Leading double lives, Chanrea, Reaksa, Sokha and Na sport matching white shirts and blue skirts by day at school, but take turns in their free time to teach English and Khmer literacy to children aged three to 14.
“It’s exciting to see them improve from knowing nothing about English to knowing some words.”
Of her extracurricular pupils, 15-year-old Chanrea says: “It’s exciting to see them improve from knowing nothing about English to knowing some words.”
Also 15, Reaksa adds: “And others who couldn’t read before are now good students in class.”
The children used to just play at home, but now they spend their time learning about literacy, English and mathematics in informally run classes.
“They make friends when they come to the lessons and also learn about hygiene and sanitation,” Reaksa explains.
The four teenage girls' classes belong to a World Vision-founded youth club and are strongly committed to improving their community through the classes, which run every day during the summer.
Chanrea says: “The lessons have not only helped our students, but also improved the teachers’ English and given us experience of contributing to society.”
Such extra education wasn’t available when Chanrea and Reaksa were young, so they just stayed at home after school and did nothing to grow mentally or physically. “I wasn’t lucky like my students,” says the latter of the two teenagers.

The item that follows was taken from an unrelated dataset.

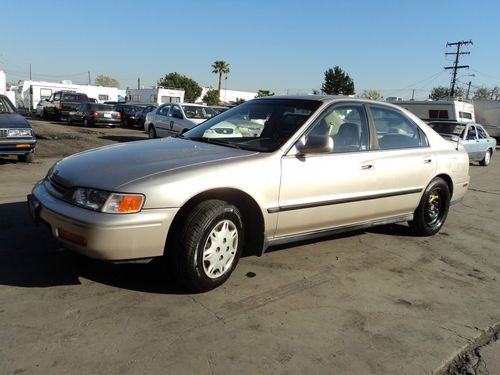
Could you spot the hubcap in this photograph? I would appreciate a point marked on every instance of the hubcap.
(220, 249)
(433, 208)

The free lessons are optional, but many children enjoy attending to learn and make friends. Leaving their bicycles in the yard outside their metal-framed, tarpaulin-walled centre, the voluntary students practise pronouncing English letters and their reading and writing skills.
“They love to be in the club,” says Reaksa. “I just tell them there’s a class on today and they come.”
“One of World Vision’s staff asked if we wanted to form a club,” she continues, “and the result is what we have today.”
Over a quarter of Cambodians are between 14 and 30 years old, with these young people being the agents of change. World Vision International in Cambodia empowers such citizens to be creative for the next generation by establishing community youth clubs.
Crucially, the clubs develop life and communication skills, entrepreneurship and vocational abilities, while also offering training in financial management and leadership.
In 2014, World Vision partnered over 1,200 youth groups to lead activities addressing nutrition, education and child protection within communities.